The only justification seems to be the risk of URL truncation, which is not a deficiency of the HTTP protocol itself, but of the points along the request path and the ingenuity of developers in structuring URLs and optimizing the systems they implement.

The HTTP QUERY proposal brings more problems than solutions to this world:

An article will be written and published recommending the solution given in this issue and the concerns regarding the HTTP QUERY proposal. All those possible problems will be detailed.

Thanks for your time.

martinthomson commented 1 month ago

FWIW, I disagree with this characterization in its entirety. Making the safe-ness of a request visible to intermediaries is justification enough to use QUERY over a POST, even if a POST could carry most of the same semantics if a resource were configured that way.
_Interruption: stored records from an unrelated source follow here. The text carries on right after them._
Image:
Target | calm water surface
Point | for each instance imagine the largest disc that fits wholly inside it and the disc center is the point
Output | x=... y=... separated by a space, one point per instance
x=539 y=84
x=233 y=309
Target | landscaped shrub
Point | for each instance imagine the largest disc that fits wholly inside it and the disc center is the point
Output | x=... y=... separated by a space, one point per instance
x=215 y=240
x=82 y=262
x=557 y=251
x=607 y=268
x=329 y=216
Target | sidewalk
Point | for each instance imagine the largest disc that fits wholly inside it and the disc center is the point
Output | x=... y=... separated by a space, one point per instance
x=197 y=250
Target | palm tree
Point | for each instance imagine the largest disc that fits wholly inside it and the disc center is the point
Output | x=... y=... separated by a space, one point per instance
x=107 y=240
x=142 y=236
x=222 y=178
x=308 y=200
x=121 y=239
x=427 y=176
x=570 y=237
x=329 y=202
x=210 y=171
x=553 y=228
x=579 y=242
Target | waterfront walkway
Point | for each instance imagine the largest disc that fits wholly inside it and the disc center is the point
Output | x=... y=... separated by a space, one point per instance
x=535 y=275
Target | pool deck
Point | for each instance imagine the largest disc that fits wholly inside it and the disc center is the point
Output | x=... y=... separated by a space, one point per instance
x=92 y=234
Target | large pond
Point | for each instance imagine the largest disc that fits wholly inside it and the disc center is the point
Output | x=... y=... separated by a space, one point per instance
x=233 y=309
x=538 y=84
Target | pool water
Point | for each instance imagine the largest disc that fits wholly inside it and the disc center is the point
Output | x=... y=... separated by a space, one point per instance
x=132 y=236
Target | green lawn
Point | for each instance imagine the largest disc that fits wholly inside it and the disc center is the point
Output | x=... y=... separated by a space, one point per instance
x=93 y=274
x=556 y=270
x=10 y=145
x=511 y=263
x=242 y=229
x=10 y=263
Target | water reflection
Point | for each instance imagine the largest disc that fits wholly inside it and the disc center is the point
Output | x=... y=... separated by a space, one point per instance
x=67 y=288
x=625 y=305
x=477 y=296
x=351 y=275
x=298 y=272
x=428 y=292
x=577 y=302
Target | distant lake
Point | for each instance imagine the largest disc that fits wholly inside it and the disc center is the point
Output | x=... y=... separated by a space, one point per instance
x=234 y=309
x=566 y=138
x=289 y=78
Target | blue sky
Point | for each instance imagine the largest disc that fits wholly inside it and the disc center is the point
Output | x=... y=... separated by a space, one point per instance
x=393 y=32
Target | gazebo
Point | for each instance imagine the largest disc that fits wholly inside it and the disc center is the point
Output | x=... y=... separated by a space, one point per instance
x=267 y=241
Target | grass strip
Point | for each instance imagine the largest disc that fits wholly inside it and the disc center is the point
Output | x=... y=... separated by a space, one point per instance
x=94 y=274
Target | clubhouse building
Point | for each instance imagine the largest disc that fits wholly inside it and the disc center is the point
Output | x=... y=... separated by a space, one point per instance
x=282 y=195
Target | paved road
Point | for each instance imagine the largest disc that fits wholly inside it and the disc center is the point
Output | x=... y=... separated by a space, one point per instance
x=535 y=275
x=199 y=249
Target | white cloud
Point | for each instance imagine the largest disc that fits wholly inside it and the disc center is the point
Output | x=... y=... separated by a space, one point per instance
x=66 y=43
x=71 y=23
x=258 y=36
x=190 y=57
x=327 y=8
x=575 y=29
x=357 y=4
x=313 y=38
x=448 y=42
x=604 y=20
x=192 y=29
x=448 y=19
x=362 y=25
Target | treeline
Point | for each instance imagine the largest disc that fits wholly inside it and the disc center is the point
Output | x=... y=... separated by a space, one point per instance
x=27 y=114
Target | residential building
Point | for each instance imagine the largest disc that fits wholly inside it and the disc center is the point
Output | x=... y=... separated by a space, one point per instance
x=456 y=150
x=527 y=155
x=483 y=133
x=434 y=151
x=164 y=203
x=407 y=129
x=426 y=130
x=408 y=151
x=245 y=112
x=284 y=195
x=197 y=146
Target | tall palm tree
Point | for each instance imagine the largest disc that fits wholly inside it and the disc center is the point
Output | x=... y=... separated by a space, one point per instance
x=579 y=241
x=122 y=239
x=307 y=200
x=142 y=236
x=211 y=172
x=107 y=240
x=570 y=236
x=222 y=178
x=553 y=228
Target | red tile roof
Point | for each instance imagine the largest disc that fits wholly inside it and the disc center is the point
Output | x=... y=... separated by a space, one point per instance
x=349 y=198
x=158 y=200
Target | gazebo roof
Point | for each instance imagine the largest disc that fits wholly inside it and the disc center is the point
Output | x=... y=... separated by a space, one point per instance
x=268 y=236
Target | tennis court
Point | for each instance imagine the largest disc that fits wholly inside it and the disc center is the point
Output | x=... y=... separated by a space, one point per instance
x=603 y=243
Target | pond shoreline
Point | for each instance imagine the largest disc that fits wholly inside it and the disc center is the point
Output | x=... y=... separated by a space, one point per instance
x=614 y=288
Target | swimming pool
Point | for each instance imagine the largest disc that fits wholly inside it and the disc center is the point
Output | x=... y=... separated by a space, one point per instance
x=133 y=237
MikeBishop commented 1 month ago

@rafageist, I don't believe QUERY brings any of those things -- they already exist in the world. QUERY fills a gap between GET and POST for which GET-with-body and POST-but-actually-safe are currently being used as workarounds in various situations.

Your argument that everyone could just support infinitely long URIs for complex query params is true, but doesn't make the definition of this method less useful. They could have done that anyway -- instead, they've used POST, because sending structured bodies is useful.

Might I suggest that since you disagree with the premise of this work, the proper venue is the mailing list rather than an issue on the document? You're essentially arguing that the working group should un-adopt the current draft and perhaps adopt an alternative that is not yet published.

rafageist commented 1 month ago

Thanks for your feedback.

While structured bodies can be useful, I believe the current issue can still be addressed by using existing methods like POST & GET combined with multiple requests if needed. We've seen 'gaps' between methods like PUT and PATCH, or HEAD and GET, and rather than creating new methods, we combine or layer requests as necessary. Solving everything in a single request isn’t always essential, especially if a combination of methods can achieve the same outcome more effectively.

For example, GraphQL uses POST for everything because it needs to send the query in the body, but that doesn't mean that the whole body needs to be sent multiple times. Maybe you're only interested in changing small parts.

image

GraphQL could use the HTTP protocol well, sending a POST with a query-template first (or every time you need to change the template) to prepare future requests and then use GET for subsequent responses. It occurs to me that templates can be reused between different clients.

image

This approach takes advantage of the flexibility of multiple requests instead of relying on a single new method like QUERY. The focus of this issue is to break the pattern of wanting to solve the above in a single request.

And this is just one of the solutions I can think of, there may be more that ARE NOT a GET with a body or a secure POST. But quite the opposite, a GET and a POST working together and respecting HTTP.

In a general sense, I have thought of a proposal that says there is no solution for the problem it aims to solve, when in fact it can be solved respecting HTTP.

If what is desired is to solve it in a single request with the existing methods, then maybe that is not possible right now. But the fact that it cannot be solved now in a single request does not mean that your architecture is correct, and the protocol is incomplete.

It is possible that if it cannot be solved that way, then something is wrong with your architecture. And that is the central point of this issue.